Tuttavia, molti islandesi non intendono difendere l’adesione all’Unione europea. Storicamente, l’approccio islandese di un’Europa unita è stato prudente, questo però, non ha impedito di partnership produttiva. L’Islanda è un membro dello Spazio economico europeo sin dal suo inizio nel 1994, nel 2001 è  entrata a far parte della zona Schengen. Tuttavia, l’idea di unirsi all’UE non sembrava essere attrattiva per gli islandesi. 

Per lungo tempo la prima fonte di reddito nazionale era la pesca, principale voce anche dell’export. Tuttavia nel tempo l’incremento del PIL è venuto dal settore bancario. l’Islanda era nel 2000 tra i leader mondiali nel reddito pro-capite. In una tale situazione il paese non aveva interessi ad unirsi all’Unione europea. Ma la posizione di Reykjavik è cambiata radicalmente nel 2008, quando la crisi finanziaria ha colpito l’Islanda. Il governo ha dovuto salvare con urgenza dal collasso le tre maggiori banche che sono state nazionalizzate. Un vero stillicidio per l’Islanda. I tassi di cambio con l’euro erano scesi di due volte. E proprio in questo periodo nasce l’affetto islandese per la UE. 

L’idea di aderire alla UE è diventata cara all’opposizione guidata dai socialdemocratici, che hanno condotto una lunga campagna in favore dell’integrazione europea. Quando nel 2009 il governo di centro-destra guidati dall’Independence Party e il Partito Progressista, ha dato le dimissioni i socialdemocratici hanno spinto per l’integrazione con l’unione europea. Nello stesso anno Reykjavik ha fato richiesta di adesione all’Unione europea, e nel 2010, ha iniziato i negoziati di adesione.

Nel frattempo, i socialdemocratici hanno portato il Paese fuori dalla crisi economica. Il governo ha ottenuto il prestito dell’FMI e ha imposto misure di austerità. Anche se ha iniziato a dare i suoi frutti, i rating di fiducia nelle autorità non è migliorato. E mentre gli islandesi facevano i conti con il taglio della spesa pubblica, Gran Bretagna e Paesi Bassi si rifiutavano di risarcire i danni all’Islanda. Questo ha di nuovo allontanato gli islandesi dall’Europa. La crisi economica europea ha fatto il resto.
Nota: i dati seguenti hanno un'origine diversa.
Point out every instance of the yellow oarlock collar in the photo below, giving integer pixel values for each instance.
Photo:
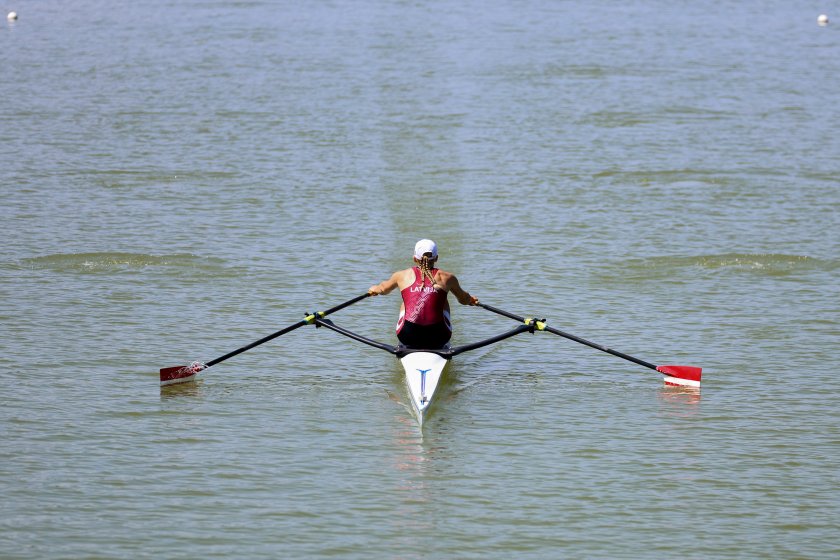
(536, 323)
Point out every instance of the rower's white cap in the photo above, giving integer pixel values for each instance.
(425, 246)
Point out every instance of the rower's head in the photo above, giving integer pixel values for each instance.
(425, 248)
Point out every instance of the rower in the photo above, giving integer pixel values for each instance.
(424, 320)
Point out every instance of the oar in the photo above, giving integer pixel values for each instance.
(688, 376)
(182, 374)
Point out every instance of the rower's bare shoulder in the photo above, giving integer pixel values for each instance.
(404, 277)
(446, 278)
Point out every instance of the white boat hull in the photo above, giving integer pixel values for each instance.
(423, 371)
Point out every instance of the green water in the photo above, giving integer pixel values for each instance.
(181, 179)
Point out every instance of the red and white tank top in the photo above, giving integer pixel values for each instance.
(424, 305)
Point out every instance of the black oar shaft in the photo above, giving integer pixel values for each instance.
(570, 336)
(309, 320)
(257, 343)
(600, 347)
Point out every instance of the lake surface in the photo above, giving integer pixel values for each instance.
(179, 179)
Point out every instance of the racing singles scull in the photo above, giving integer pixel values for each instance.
(424, 367)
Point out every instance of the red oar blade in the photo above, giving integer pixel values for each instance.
(179, 374)
(685, 376)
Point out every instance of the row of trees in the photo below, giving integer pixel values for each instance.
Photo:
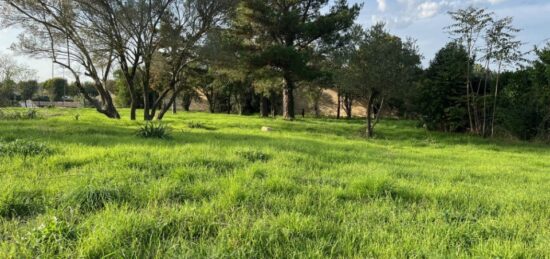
(252, 56)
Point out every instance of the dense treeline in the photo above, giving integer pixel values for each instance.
(253, 56)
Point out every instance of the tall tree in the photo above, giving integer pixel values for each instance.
(28, 89)
(383, 65)
(468, 25)
(441, 94)
(182, 32)
(505, 52)
(282, 34)
(55, 88)
(61, 31)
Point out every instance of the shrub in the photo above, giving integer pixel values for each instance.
(21, 204)
(94, 197)
(198, 125)
(25, 148)
(254, 156)
(50, 238)
(154, 130)
(30, 114)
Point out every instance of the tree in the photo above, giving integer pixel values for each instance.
(181, 33)
(383, 65)
(28, 89)
(11, 72)
(61, 31)
(468, 26)
(55, 88)
(281, 34)
(505, 51)
(440, 95)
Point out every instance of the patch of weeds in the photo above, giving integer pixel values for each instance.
(25, 148)
(199, 125)
(254, 156)
(21, 204)
(51, 238)
(218, 166)
(94, 197)
(30, 114)
(153, 129)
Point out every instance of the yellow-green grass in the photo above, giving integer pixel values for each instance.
(221, 187)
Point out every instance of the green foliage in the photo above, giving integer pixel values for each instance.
(56, 88)
(24, 148)
(30, 114)
(313, 188)
(199, 125)
(153, 129)
(441, 96)
(28, 89)
(523, 109)
(254, 155)
(17, 203)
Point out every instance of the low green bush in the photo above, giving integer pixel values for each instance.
(154, 130)
(30, 114)
(25, 148)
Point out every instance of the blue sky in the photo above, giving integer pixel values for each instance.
(422, 20)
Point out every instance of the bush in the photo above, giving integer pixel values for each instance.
(254, 156)
(24, 148)
(154, 130)
(198, 125)
(30, 114)
(21, 203)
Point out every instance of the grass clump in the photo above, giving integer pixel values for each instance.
(199, 125)
(25, 148)
(239, 193)
(153, 129)
(52, 237)
(254, 155)
(30, 114)
(93, 197)
(17, 204)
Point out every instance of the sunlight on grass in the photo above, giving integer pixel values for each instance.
(220, 187)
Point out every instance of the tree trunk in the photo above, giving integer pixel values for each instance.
(186, 102)
(370, 128)
(264, 107)
(288, 98)
(348, 102)
(495, 102)
(338, 106)
(174, 103)
(133, 108)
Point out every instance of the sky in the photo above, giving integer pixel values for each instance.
(422, 20)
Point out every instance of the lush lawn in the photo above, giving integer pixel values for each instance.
(310, 188)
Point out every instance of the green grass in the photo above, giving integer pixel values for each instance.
(220, 187)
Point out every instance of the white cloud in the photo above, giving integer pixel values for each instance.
(382, 5)
(428, 9)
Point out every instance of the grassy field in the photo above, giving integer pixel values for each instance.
(220, 187)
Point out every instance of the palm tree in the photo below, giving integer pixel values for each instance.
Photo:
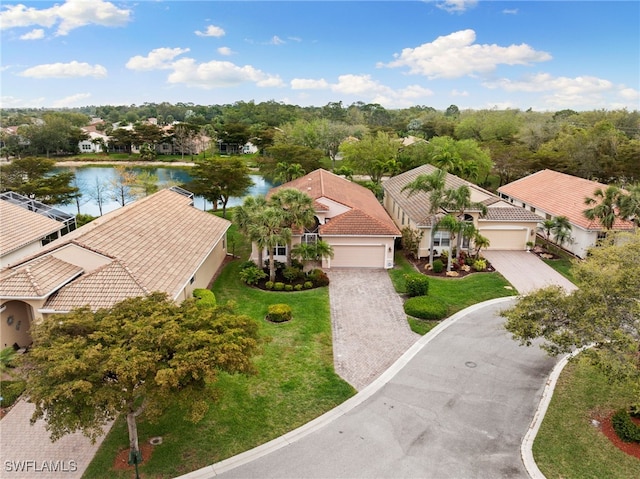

Infine a freddare definitivamente i rapporti con la UE gli accordi sulla pesca. Islanda e Norvegia hanno intrapreso così una guerra sulla quota di sgombero da poter pescare, guerra dei numeri che non ha mai portato le due nazioni a un tavolo delle trattative. L’argomento pesca è quello che ha creato i maggiori problemi per i trattati di adesione con la UE. Durante i negoziati, che sono durati per più di tre anni, Reykjavik ha disperatamente cercato di contrattare per i termini di concessione, che indica che la pesca è alla base dell’economia del paese. In questi tre anni il centro-destra ha promesso dunque di chiamare il popolo a scegliere se stare in Europa o meno. Ma una volta al governo nel 2013 il centro destra islandese ha fatto retromarcia. Alla fine il governo ha deciso di proporre, Venerdì, 21 febbraio, un disegno di legge per revocare la domanda di adesione all’UE, e con l’abolizione del referendum promesso. Da qui l’organizzazione di una grande manifestazione. In cui i cittadini hanno detto: «Io protesto contro il fatto che il partito che è salito al potere, è venuto meno alle sue promesse … Ho anche contro l’adesione all’UE, ma penso che la gente ha bisogno di fare la sua scelta». Secondo i sondaggi, contro l’integrazione europea c’è il 60 per cento della popolazione, e molti di loro, a quanto pare, anche venuto al palazzo del parlamento.